Two key areas of research
Professor Paul Groot, SALT SARChI professor at UCT, emphasised the significance of diversity within research teams, citing UCT’s inclusive and diverse astronomy group as a source of joy. Professor Groot highlighted the strong collaboration between the Netherlands and South Africa, which has intensified enormously thanks to the bilateral memorandum of understanding on Astronomy and Enabling Technologies for Astronomy. It was launched in 2012, and supported exchange visits, joint workshops, and also led to numerous joint PhD degrees. The hope is to get more of these programmes in the future, he said.
Groot touched on two key areas of research:
Furthermore, he mentioned that future international developments in instrumentations such as the Square Kilometer Array (SKA) radio telescope and the Africa Millimeter Telescope (AMT) will allow South African and Dutch astronomers and the international community to work together to observe the universe with greater depth, speed, and clarity.
Importance of external partnerships and collaborations
Dr Sharmila Goedhart, the head of Science Operations at the SKA-Mid Telescope, introduced the SKA project, which is an international initiative in radio astronomy. She explained that the project involves the construction of operations centres and telescopes in two remote locations: Western Australia and the Karoo in South Africa. These sites were chosen for their peculiar radio quietness, which reduces the risk of interferences to the minimum.
Dr Goedhart explained that the SKA-Mid Telescope in South Africa comprises 197 dishes spanning 150 km, while the SKA-Low Telescope in Australia is of a different design, boasting 512 stations, each with 256 low-frequency antennas. She emphasised the significance of partnerships with universities for the SKA: “Collaborations with universities like UCT are super important to us at SKAO.”

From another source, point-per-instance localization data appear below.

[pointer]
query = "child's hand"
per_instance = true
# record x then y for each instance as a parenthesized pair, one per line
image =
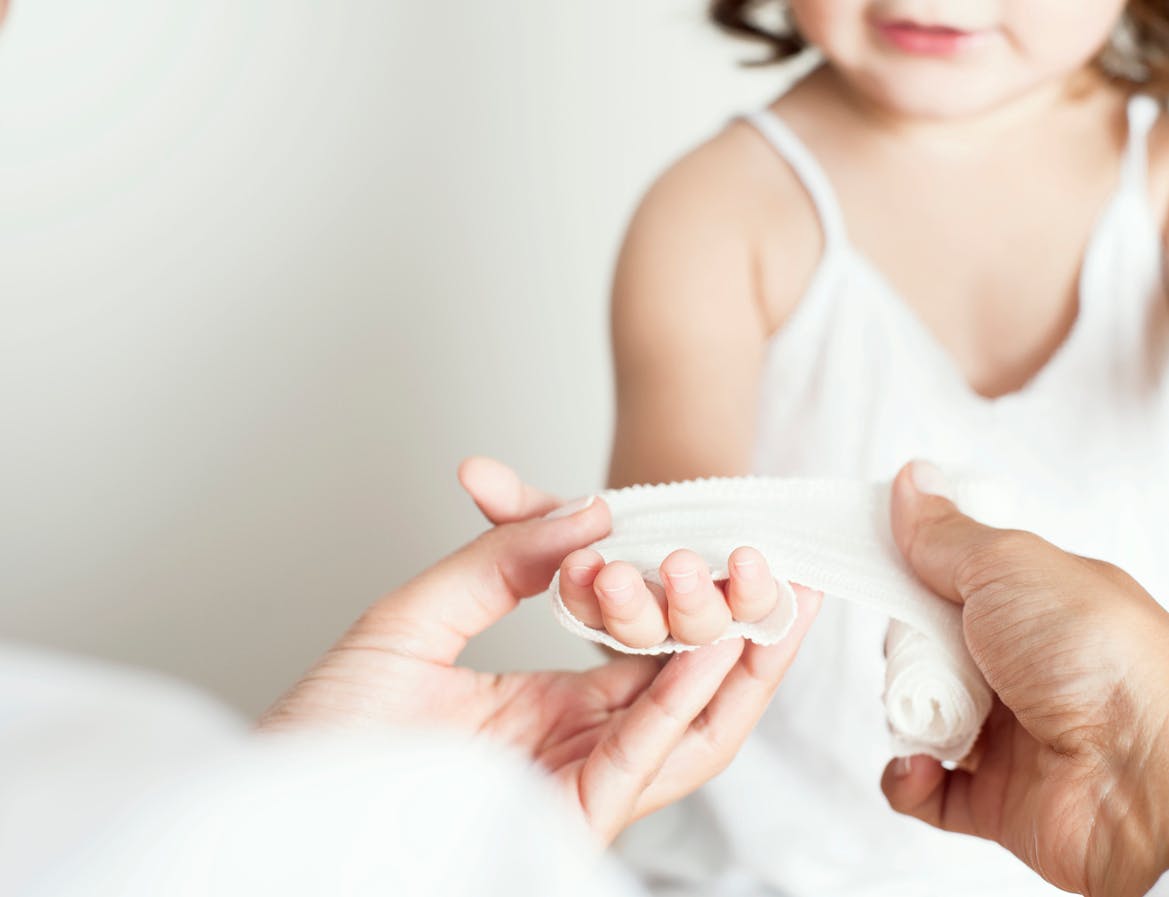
(690, 606)
(622, 740)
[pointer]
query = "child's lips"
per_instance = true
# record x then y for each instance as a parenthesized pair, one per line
(928, 40)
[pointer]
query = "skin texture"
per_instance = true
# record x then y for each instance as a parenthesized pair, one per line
(622, 739)
(1071, 772)
(723, 246)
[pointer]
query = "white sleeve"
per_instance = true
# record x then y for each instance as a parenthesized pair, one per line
(119, 784)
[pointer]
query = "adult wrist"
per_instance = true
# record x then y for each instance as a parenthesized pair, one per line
(1136, 808)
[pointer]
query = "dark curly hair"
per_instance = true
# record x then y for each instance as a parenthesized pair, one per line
(1140, 60)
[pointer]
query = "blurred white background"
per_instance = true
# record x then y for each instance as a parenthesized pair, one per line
(270, 268)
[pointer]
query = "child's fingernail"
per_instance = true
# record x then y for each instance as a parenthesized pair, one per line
(618, 594)
(929, 480)
(747, 568)
(580, 575)
(568, 510)
(683, 582)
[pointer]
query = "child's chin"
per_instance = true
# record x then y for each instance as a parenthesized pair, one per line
(939, 95)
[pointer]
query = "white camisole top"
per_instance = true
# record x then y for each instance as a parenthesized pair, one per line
(855, 386)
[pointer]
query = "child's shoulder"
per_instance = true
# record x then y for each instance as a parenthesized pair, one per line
(731, 200)
(1159, 168)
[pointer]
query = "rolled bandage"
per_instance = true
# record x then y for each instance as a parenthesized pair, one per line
(830, 536)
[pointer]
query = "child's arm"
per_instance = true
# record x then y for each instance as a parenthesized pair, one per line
(687, 330)
(690, 330)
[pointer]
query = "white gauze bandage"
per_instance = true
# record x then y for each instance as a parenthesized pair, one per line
(830, 536)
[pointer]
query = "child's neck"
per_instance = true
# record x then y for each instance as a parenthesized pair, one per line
(1035, 108)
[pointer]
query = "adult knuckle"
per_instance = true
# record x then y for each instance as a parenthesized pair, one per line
(994, 563)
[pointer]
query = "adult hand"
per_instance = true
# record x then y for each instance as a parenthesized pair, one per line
(622, 739)
(1071, 772)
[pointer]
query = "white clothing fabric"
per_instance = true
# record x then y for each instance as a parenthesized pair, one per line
(853, 387)
(830, 536)
(120, 784)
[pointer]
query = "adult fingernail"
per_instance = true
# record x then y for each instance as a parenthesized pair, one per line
(928, 480)
(568, 510)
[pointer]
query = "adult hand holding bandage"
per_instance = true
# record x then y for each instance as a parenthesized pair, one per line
(620, 740)
(1072, 768)
(747, 542)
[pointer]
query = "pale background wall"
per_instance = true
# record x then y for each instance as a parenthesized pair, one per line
(270, 268)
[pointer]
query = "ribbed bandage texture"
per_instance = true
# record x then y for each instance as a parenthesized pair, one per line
(830, 536)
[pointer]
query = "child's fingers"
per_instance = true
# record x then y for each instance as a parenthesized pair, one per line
(752, 591)
(633, 614)
(732, 712)
(576, 577)
(630, 754)
(697, 607)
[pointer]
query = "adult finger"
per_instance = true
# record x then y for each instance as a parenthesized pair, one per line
(953, 554)
(435, 614)
(921, 787)
(628, 758)
(500, 494)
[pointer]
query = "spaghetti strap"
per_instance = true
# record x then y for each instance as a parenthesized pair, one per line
(1142, 114)
(811, 176)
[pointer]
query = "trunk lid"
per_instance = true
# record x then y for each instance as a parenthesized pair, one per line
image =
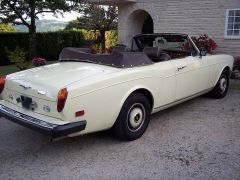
(45, 82)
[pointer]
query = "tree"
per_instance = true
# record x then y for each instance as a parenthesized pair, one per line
(6, 28)
(101, 18)
(25, 12)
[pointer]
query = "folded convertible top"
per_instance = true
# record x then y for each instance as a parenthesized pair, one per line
(119, 59)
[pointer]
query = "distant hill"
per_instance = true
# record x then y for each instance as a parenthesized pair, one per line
(44, 26)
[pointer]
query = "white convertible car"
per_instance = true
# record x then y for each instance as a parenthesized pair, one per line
(85, 93)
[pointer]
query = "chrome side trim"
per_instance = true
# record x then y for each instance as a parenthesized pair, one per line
(182, 100)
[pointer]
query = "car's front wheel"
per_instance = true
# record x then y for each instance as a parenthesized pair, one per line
(222, 86)
(133, 119)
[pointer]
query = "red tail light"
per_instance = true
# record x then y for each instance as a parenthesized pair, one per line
(2, 83)
(62, 97)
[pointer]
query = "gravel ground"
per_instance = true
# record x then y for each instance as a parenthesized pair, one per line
(199, 139)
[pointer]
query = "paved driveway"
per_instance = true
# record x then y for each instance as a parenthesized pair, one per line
(199, 139)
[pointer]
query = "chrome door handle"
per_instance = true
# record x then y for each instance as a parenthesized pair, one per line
(181, 68)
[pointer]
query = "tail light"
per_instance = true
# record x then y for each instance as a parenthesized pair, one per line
(62, 97)
(2, 83)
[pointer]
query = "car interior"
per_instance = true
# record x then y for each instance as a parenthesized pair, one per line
(163, 47)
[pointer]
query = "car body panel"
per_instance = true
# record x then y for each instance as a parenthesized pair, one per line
(100, 91)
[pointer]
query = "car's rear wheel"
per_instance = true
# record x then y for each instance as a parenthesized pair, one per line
(222, 86)
(133, 119)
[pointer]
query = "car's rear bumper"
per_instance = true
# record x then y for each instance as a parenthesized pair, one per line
(51, 129)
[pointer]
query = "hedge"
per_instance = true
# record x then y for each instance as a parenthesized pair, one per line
(49, 44)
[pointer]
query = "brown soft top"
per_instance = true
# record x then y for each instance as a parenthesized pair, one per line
(120, 59)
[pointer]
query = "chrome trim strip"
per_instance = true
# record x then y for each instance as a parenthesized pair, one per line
(183, 99)
(26, 118)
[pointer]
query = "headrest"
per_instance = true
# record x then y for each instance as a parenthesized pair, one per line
(152, 51)
(118, 49)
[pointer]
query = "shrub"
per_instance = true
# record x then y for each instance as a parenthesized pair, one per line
(39, 62)
(18, 57)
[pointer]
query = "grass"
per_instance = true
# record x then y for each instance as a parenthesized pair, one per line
(5, 70)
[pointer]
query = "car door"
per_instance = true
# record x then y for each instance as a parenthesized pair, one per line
(192, 76)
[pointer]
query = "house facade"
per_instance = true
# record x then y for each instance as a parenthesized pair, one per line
(220, 19)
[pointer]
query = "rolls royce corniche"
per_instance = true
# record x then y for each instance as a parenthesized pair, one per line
(85, 92)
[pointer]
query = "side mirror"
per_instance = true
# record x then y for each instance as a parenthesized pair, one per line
(203, 53)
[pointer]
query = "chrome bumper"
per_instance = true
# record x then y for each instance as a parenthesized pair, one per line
(53, 130)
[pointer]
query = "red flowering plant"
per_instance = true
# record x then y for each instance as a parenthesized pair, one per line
(39, 62)
(202, 42)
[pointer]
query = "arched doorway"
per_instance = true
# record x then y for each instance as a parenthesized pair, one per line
(147, 25)
(138, 22)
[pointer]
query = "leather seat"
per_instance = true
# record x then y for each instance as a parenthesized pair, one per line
(156, 55)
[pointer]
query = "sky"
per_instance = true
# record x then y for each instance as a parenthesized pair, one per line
(67, 16)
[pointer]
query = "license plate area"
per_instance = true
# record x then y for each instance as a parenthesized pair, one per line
(26, 102)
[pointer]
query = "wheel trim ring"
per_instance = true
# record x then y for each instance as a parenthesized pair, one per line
(131, 126)
(223, 84)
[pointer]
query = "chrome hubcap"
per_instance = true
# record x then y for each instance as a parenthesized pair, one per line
(136, 117)
(223, 84)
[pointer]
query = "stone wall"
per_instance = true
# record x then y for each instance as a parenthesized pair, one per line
(187, 16)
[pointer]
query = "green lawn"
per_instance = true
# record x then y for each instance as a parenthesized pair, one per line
(4, 70)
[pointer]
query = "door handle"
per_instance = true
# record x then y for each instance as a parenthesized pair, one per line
(181, 68)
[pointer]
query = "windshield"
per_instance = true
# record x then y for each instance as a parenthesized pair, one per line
(162, 41)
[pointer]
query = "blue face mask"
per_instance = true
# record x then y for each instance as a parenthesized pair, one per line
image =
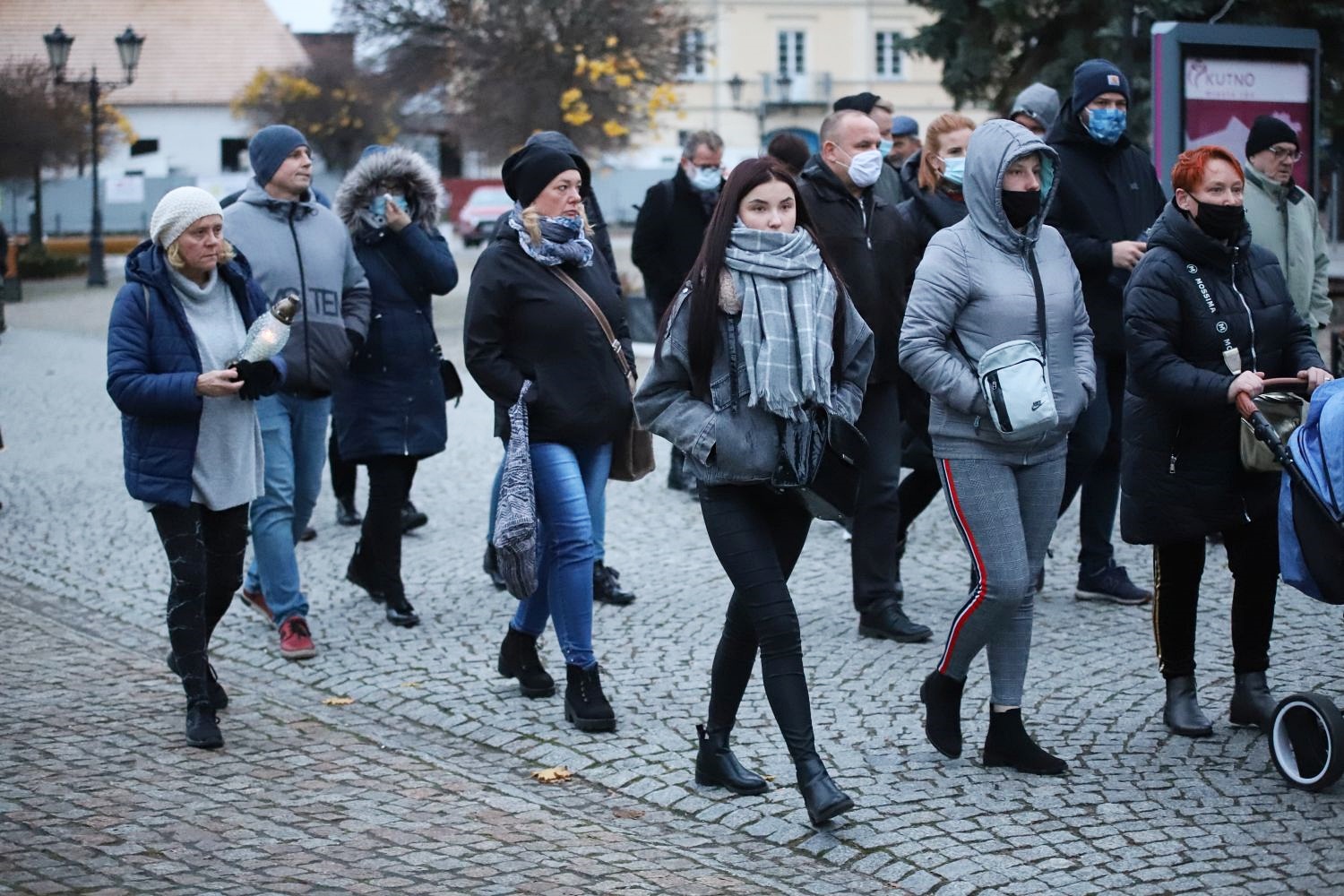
(954, 169)
(1107, 125)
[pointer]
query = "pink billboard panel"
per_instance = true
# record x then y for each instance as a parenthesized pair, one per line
(1225, 96)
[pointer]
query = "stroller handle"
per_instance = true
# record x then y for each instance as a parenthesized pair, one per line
(1293, 384)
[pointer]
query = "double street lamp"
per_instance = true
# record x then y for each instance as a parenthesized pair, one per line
(58, 54)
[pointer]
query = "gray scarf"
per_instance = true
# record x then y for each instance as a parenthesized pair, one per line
(788, 316)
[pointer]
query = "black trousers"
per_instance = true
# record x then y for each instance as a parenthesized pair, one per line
(758, 535)
(206, 559)
(381, 536)
(1253, 556)
(876, 520)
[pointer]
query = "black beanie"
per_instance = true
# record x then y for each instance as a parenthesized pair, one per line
(531, 168)
(1266, 132)
(1096, 77)
(859, 102)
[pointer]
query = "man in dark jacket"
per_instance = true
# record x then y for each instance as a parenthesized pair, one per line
(1107, 199)
(668, 233)
(295, 246)
(863, 238)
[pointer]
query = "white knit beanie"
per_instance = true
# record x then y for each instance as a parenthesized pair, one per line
(179, 210)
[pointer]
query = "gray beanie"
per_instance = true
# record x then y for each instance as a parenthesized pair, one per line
(179, 210)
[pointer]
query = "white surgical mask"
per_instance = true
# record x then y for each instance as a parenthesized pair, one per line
(866, 168)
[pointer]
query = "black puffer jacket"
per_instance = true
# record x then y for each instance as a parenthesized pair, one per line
(1107, 195)
(867, 244)
(1180, 469)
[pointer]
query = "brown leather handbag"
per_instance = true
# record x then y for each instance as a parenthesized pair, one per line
(632, 450)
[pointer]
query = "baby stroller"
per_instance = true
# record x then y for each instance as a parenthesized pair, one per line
(1306, 737)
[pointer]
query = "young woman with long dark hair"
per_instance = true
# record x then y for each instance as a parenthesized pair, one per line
(761, 332)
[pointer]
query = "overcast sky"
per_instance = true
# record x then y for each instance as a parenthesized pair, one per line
(306, 15)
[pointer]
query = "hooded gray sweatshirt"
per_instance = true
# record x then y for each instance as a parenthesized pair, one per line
(303, 247)
(976, 277)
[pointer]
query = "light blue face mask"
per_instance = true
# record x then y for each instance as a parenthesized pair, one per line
(1107, 125)
(954, 169)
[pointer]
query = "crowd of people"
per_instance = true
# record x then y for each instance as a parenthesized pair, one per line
(1011, 312)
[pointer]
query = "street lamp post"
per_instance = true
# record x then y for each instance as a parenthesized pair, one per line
(58, 54)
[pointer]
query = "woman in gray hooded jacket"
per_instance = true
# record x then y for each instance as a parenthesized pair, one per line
(997, 276)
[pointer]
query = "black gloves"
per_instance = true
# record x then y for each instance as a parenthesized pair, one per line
(258, 378)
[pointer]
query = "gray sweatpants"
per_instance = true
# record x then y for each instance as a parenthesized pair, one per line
(1005, 513)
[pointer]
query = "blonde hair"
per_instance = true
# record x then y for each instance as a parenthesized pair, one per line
(943, 124)
(532, 223)
(174, 253)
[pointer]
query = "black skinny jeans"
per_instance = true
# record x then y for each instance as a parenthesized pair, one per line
(758, 535)
(379, 551)
(1253, 556)
(206, 559)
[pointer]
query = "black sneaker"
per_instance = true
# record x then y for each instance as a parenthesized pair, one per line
(1110, 583)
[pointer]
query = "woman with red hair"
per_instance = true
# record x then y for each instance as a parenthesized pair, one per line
(1207, 317)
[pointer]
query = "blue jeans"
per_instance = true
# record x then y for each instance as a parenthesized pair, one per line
(564, 478)
(597, 512)
(293, 435)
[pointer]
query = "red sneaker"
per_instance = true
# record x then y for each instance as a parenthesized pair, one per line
(295, 641)
(257, 600)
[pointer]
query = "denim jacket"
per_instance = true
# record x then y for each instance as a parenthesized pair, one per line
(745, 440)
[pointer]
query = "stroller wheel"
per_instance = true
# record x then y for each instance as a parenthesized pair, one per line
(1306, 742)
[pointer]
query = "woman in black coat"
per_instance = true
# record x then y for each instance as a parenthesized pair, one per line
(1207, 316)
(389, 409)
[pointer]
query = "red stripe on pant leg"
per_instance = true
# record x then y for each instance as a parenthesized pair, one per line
(978, 594)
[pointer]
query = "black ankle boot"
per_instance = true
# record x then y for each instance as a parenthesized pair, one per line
(1010, 745)
(820, 796)
(585, 704)
(1182, 712)
(519, 659)
(1253, 704)
(715, 766)
(202, 727)
(218, 697)
(941, 696)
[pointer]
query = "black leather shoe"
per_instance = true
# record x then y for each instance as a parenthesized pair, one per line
(890, 621)
(218, 697)
(1182, 712)
(607, 586)
(401, 613)
(1253, 704)
(346, 512)
(411, 519)
(715, 766)
(203, 727)
(519, 659)
(820, 796)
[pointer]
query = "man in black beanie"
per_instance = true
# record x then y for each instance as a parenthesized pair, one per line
(1284, 218)
(1107, 201)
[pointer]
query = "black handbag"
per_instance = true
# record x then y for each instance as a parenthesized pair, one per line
(822, 462)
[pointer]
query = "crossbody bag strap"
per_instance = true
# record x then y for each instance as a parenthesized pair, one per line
(601, 322)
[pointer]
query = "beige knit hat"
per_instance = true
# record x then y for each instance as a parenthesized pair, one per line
(179, 210)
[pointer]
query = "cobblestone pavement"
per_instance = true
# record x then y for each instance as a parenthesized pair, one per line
(421, 783)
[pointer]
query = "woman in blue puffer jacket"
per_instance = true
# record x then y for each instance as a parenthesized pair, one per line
(193, 449)
(389, 408)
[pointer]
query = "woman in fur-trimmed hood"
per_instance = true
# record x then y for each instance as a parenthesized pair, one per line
(389, 409)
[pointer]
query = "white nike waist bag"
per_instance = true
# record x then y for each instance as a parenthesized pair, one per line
(1016, 386)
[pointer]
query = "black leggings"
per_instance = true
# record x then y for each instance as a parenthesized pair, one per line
(206, 559)
(1253, 556)
(381, 538)
(758, 535)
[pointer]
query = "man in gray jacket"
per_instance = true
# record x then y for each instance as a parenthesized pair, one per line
(295, 245)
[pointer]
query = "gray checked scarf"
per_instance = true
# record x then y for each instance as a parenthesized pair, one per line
(788, 316)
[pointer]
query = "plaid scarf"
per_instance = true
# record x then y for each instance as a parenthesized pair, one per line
(788, 314)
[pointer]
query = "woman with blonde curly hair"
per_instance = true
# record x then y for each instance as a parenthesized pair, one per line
(526, 322)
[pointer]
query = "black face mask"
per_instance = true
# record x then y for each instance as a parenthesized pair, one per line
(1023, 204)
(1220, 222)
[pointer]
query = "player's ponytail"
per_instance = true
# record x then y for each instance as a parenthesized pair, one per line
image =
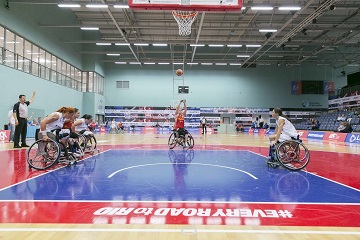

Professor Mattia Vaccari, eResearch director and astroinformatics honorary professor at UCT, shared insights into the Inter-university Institute for Data Intensive Astronomy (IDIA) and Ilifu, a cloud computing platform for data-intensive research. These initiatives, a partnership of three South African universities – UCT, the University of the Western Cape and the University of Pretoria – are crucial in enabling the scientific exploration of the very large datasets produced by radio telescopes such as MeerKAT and the SKA. They also offer opportunities for collaborations and joint investments in research, technology and human capacity, development, and demonstrate UCT’s commitment to the growth of data-intensive astronomy research.
There were three demonstrations after the formal programme: a live remote observation with the MeerLICHT telescope located in Sutherland, a star-gazing session with the RW James’ Fairall Observatory and a demo of the various visualisation tools under development in the IDIA Visualisation lab with Dr Lucia Marchetti (senior lecturer in the UCT Astronomy Department and project scientist of the lab). The latter included an immersive virtual-reality (VR) experience using the innovative IDIA VR software iDaVIE.